Vous êtes tellement proche que vous rentrez presque dans leur
environnement familial.
« Mitterrand
atteint d’un cancer s’efforçait de tenir le choc jusqu’au bout. C’était
incroyable », se souvient son aide de camp.
Est-on tenté d’influencer le chef de l’État? Non.
L’aide de camp ne doit pas influencer. On a un devoir de neutralité. On
se l’impose. Si on devient un véritable acteur, on ne tient pas.
D’abord parce qu’on serait attaqué de toute part. Et le Président à des
conseillers pour ça. En revanche, on est sans arrêt approché par des
gens qui cherchent à influencer votre patron : des étrangers, des hommes
politiques, des hommes d’affaires, des journalistes, etc. J’ai fait
passer des messages, j’ai transmis des informations. On est un vecteur
d’informations. Mais dès que je voyais un journaliste, je restais à
distance. Je savais que trahir un secret était mortel. C’est
parfaitement incompatible avec la mission de l’aide de camp. La
République a encore quelques secrets et l’aide de camp en est le
dépositaire. Il ne peut donner aucune information même pas sur le menu
du Président… On me l’a parfois demandé.
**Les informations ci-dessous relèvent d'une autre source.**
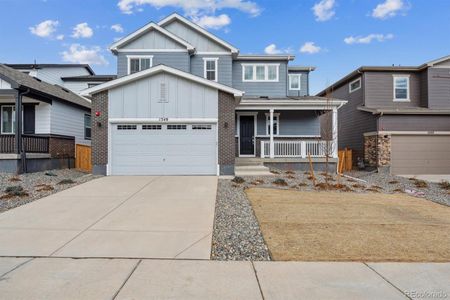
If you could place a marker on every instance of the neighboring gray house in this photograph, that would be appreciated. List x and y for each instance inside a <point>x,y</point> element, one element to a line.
<point>187,102</point>
<point>40,123</point>
<point>397,117</point>
<point>75,77</point>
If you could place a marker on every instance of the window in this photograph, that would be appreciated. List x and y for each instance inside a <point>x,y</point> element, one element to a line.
<point>294,81</point>
<point>401,88</point>
<point>87,127</point>
<point>176,127</point>
<point>210,68</point>
<point>201,127</point>
<point>126,127</point>
<point>354,85</point>
<point>151,127</point>
<point>8,119</point>
<point>260,72</point>
<point>276,119</point>
<point>139,63</point>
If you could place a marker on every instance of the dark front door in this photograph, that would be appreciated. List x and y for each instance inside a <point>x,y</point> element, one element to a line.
<point>247,135</point>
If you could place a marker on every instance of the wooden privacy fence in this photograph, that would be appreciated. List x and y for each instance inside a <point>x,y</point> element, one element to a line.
<point>83,158</point>
<point>345,160</point>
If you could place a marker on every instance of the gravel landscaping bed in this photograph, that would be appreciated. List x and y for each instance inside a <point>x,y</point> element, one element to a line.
<point>17,190</point>
<point>237,235</point>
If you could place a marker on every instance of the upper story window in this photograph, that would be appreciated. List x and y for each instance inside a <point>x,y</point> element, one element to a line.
<point>354,85</point>
<point>401,88</point>
<point>210,68</point>
<point>294,82</point>
<point>260,72</point>
<point>138,63</point>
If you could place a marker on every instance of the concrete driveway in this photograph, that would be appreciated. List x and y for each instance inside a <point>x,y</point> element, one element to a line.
<point>121,217</point>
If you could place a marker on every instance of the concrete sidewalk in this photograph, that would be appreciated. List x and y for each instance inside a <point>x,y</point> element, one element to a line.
<point>65,278</point>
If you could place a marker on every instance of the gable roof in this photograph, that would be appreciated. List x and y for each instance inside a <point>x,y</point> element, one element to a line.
<point>199,29</point>
<point>143,30</point>
<point>40,66</point>
<point>159,69</point>
<point>19,79</point>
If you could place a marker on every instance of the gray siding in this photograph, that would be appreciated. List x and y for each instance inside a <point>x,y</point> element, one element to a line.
<point>413,123</point>
<point>271,89</point>
<point>292,123</point>
<point>184,99</point>
<point>68,120</point>
<point>224,67</point>
<point>153,40</point>
<point>439,88</point>
<point>199,41</point>
<point>177,60</point>
<point>379,90</point>
<point>304,84</point>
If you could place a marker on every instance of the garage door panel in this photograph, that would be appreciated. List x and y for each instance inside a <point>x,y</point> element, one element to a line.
<point>411,155</point>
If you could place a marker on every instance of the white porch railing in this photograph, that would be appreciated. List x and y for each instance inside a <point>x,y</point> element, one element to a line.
<point>297,148</point>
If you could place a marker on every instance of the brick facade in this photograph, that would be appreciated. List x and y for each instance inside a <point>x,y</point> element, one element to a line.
<point>226,124</point>
<point>99,133</point>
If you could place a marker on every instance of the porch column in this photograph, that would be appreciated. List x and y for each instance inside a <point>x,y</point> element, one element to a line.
<point>272,147</point>
<point>335,133</point>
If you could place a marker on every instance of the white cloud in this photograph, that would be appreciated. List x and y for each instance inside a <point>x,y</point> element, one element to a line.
<point>45,28</point>
<point>324,10</point>
<point>388,8</point>
<point>310,48</point>
<point>214,22</point>
<point>82,55</point>
<point>82,30</point>
<point>192,7</point>
<point>368,39</point>
<point>117,28</point>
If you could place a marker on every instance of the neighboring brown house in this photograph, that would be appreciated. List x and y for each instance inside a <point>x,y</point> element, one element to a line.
<point>397,117</point>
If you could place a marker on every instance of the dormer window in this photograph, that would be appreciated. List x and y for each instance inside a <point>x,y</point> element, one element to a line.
<point>137,63</point>
<point>210,68</point>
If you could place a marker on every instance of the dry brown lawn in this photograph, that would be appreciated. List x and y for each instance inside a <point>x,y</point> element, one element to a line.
<point>333,226</point>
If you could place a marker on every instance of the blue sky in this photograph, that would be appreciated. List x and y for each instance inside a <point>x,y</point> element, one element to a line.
<point>336,36</point>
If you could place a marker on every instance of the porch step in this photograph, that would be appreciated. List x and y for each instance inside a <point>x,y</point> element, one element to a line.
<point>252,170</point>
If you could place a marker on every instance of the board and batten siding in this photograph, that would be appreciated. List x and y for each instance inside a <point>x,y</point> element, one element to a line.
<point>379,90</point>
<point>177,60</point>
<point>271,89</point>
<point>439,88</point>
<point>68,120</point>
<point>304,88</point>
<point>224,66</point>
<point>153,40</point>
<point>184,99</point>
<point>198,40</point>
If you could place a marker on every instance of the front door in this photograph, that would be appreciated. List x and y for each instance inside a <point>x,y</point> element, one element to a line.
<point>247,135</point>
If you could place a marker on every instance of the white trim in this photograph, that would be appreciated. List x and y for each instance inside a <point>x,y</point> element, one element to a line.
<point>196,27</point>
<point>130,57</point>
<point>255,117</point>
<point>215,59</point>
<point>155,70</point>
<point>352,82</point>
<point>266,72</point>
<point>408,92</point>
<point>150,50</point>
<point>277,115</point>
<point>143,30</point>
<point>299,82</point>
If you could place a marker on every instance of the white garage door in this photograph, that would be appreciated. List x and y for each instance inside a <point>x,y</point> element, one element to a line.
<point>163,149</point>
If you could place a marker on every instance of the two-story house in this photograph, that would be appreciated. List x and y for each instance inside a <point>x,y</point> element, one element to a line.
<point>397,117</point>
<point>187,102</point>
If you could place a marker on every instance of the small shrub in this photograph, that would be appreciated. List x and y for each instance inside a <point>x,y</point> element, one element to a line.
<point>445,185</point>
<point>420,183</point>
<point>280,181</point>
<point>66,181</point>
<point>238,180</point>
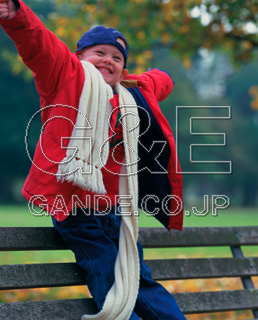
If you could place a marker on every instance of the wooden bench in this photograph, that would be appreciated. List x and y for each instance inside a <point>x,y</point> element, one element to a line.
<point>68,274</point>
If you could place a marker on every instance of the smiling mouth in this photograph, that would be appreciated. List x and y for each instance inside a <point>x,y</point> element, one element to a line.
<point>105,70</point>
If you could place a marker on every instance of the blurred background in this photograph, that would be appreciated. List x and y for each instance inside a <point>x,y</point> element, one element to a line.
<point>210,48</point>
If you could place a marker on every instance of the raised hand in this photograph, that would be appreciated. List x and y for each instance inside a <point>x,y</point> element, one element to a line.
<point>7,9</point>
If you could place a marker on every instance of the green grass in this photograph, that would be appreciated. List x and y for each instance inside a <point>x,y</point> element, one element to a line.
<point>20,216</point>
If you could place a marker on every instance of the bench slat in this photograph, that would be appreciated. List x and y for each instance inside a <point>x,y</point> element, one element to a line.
<point>68,274</point>
<point>46,238</point>
<point>73,309</point>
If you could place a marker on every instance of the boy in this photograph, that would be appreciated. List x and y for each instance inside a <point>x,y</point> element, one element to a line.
<point>107,149</point>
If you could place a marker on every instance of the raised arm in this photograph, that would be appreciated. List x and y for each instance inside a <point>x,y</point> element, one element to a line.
<point>48,57</point>
<point>7,9</point>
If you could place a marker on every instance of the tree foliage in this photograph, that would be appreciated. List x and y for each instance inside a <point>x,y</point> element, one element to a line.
<point>184,26</point>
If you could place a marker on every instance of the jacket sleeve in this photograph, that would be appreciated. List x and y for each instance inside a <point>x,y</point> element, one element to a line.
<point>40,50</point>
<point>159,82</point>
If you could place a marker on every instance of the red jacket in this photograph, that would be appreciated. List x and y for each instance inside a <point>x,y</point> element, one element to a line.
<point>59,79</point>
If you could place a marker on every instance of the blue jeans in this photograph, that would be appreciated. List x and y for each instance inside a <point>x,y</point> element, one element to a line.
<point>94,240</point>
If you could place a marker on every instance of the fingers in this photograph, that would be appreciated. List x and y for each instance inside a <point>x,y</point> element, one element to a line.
<point>4,9</point>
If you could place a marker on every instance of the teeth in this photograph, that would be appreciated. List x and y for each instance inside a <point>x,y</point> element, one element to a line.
<point>104,69</point>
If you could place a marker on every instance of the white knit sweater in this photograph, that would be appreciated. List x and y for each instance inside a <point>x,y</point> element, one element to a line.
<point>90,139</point>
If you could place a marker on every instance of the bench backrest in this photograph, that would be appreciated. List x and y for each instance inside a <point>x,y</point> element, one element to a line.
<point>68,274</point>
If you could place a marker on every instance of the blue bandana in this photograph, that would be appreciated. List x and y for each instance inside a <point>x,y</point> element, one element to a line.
<point>103,35</point>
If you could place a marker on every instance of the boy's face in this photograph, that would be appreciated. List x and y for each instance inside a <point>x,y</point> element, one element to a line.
<point>108,59</point>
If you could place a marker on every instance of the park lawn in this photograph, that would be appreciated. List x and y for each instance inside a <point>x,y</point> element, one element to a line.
<point>11,216</point>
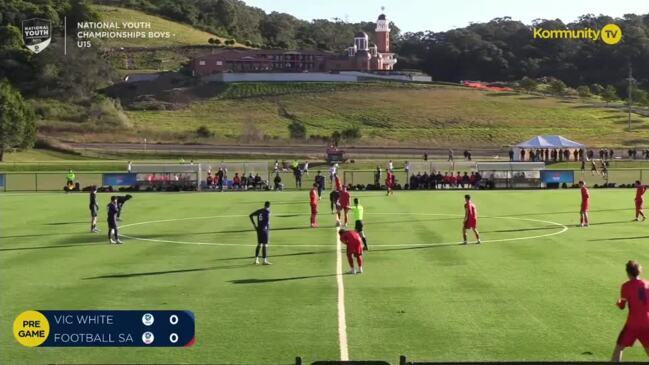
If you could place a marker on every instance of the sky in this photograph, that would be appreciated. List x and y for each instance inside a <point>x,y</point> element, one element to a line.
<point>441,15</point>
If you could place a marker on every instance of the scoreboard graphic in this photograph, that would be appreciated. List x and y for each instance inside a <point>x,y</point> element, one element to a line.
<point>103,328</point>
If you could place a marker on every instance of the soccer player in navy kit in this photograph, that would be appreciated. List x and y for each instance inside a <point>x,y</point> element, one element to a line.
<point>112,220</point>
<point>121,200</point>
<point>262,227</point>
<point>94,209</point>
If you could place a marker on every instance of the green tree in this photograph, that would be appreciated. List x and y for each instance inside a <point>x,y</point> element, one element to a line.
<point>639,96</point>
<point>297,130</point>
<point>17,126</point>
<point>351,134</point>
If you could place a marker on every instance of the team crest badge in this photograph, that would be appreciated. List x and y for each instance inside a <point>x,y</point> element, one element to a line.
<point>37,34</point>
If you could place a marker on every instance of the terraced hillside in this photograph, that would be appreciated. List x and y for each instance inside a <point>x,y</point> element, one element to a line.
<point>389,114</point>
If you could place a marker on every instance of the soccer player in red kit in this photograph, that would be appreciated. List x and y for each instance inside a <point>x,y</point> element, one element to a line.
<point>470,219</point>
<point>635,293</point>
<point>344,200</point>
<point>639,200</point>
<point>338,184</point>
<point>389,182</point>
<point>585,204</point>
<point>313,200</point>
<point>354,245</point>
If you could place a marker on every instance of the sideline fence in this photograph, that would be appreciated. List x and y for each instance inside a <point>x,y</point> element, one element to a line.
<point>54,181</point>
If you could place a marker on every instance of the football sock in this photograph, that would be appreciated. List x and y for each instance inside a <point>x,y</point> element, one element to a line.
<point>350,259</point>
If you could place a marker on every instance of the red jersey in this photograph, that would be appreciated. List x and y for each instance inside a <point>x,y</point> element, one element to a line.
<point>585,195</point>
<point>344,199</point>
<point>353,241</point>
<point>635,292</point>
<point>389,180</point>
<point>313,197</point>
<point>471,212</point>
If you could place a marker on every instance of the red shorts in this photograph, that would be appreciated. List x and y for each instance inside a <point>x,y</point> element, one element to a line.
<point>629,335</point>
<point>471,224</point>
<point>356,251</point>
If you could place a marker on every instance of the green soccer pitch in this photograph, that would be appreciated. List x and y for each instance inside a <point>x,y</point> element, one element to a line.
<point>538,288</point>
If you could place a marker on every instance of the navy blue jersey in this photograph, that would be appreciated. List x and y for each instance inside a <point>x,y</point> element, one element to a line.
<point>93,200</point>
<point>334,196</point>
<point>263,219</point>
<point>112,212</point>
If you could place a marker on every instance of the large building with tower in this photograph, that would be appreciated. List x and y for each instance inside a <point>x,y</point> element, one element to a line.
<point>362,56</point>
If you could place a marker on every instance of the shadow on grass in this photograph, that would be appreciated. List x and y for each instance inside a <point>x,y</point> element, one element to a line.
<point>62,223</point>
<point>611,222</point>
<point>166,272</point>
<point>34,235</point>
<point>411,248</point>
<point>282,255</point>
<point>576,212</point>
<point>263,281</point>
<point>44,247</point>
<point>619,238</point>
<point>523,229</point>
<point>502,93</point>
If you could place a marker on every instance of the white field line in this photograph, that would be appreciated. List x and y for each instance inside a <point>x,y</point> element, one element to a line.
<point>563,228</point>
<point>342,321</point>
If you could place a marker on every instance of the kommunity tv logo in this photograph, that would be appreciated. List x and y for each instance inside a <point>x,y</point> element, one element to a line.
<point>610,34</point>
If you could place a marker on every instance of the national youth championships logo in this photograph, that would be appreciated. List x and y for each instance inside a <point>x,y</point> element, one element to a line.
<point>37,34</point>
<point>610,34</point>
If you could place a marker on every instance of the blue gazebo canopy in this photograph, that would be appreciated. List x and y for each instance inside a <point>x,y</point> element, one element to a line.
<point>549,142</point>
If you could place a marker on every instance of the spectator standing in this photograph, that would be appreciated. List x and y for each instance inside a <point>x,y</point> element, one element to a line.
<point>320,184</point>
<point>236,181</point>
<point>377,176</point>
<point>333,170</point>
<point>278,182</point>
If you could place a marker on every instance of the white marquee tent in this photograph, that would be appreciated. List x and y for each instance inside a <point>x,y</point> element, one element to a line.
<point>546,142</point>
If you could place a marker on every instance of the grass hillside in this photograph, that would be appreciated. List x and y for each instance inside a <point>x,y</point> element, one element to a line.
<point>181,34</point>
<point>405,115</point>
<point>385,114</point>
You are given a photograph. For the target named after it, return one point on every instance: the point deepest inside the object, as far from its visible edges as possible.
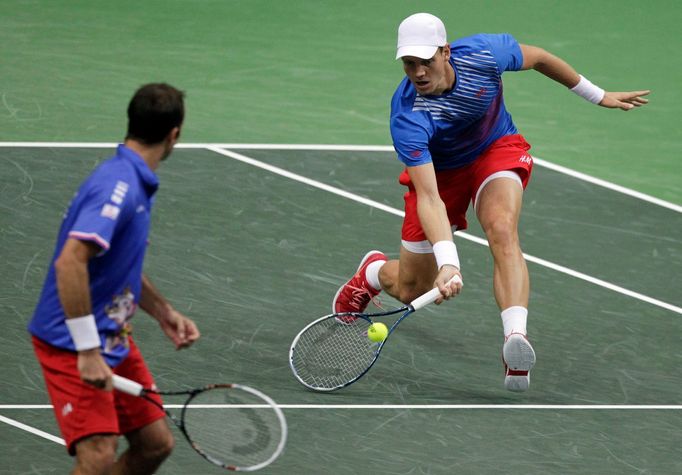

Je n’ai jamais rien livré.
L’aide de camp intervient dans le domaine du stratégique, de la sphère
privée, c’est un homme structurellement secret.
Aujourd’hui, pouvez-vous livrer, si ce n’est un secret, quelques anecdotes croustillantes? Non.
Je m’impose toujours un devoir de réserve. Ne comptez pas sur moi pour
vous livrer des secrets. Je me souviens d’anecdotes comme
l’évanouissement du Premier ministre japonais qui avait plongé la tête
la première dans son assiette de potage lors d’un sommet international.
Ou bien de la princesse du Népal dont le talon était resté coincé dans
une grille de chauffage, lors d’une cérémonie officielle à l’Élysée. Sa
robe serrée l’empêche de soulever la jambe pour s’arracher du piège.
Mais, je resterai fidèle à moi-même et aux hommes que j’ai servi :
discret.
Est-ce une fonction bien rémunérée? On
est rémunéré en fonction d’une grille de salaires liée à son grade. On
touchait une prime de cabinet de quelques centaines d’euros jusqu’à ce
que Lionel Jospin décide de la supprimer à son arrivée à Matignon.
Sinon, je précise que ce n’est pas un métier auquel on peut postuler, on
vient vous chercher.
Qui sont les personnes qui gravitent autour d’Emmanuel Macron? Qui est son aide de camp? Je
ne le sais pas. En tout cas, il n’a probablement pas les mêmes que ceux
de François Hollande puisqu’encore une fois, il s’agit forcément de
personnes qui doivent avoir la confiance du nouveau chef de l’État. En
tout cas, ce que j’observe du président Macron depuis sa prise de
fonction c’est qu’il me rappelle Mitterrand jeune. Ça m’a frappé le soir
où il est arrivé en marchant au Louvre. Dans sa manière d’agir, de se
comporter, de cultiver le secret, de gérer les problèmes, de répondre à
la presse, c’est totalement mitterrandien, mais à un point vraiment
incroyable. À croire qu’il a lu mon livre (rires).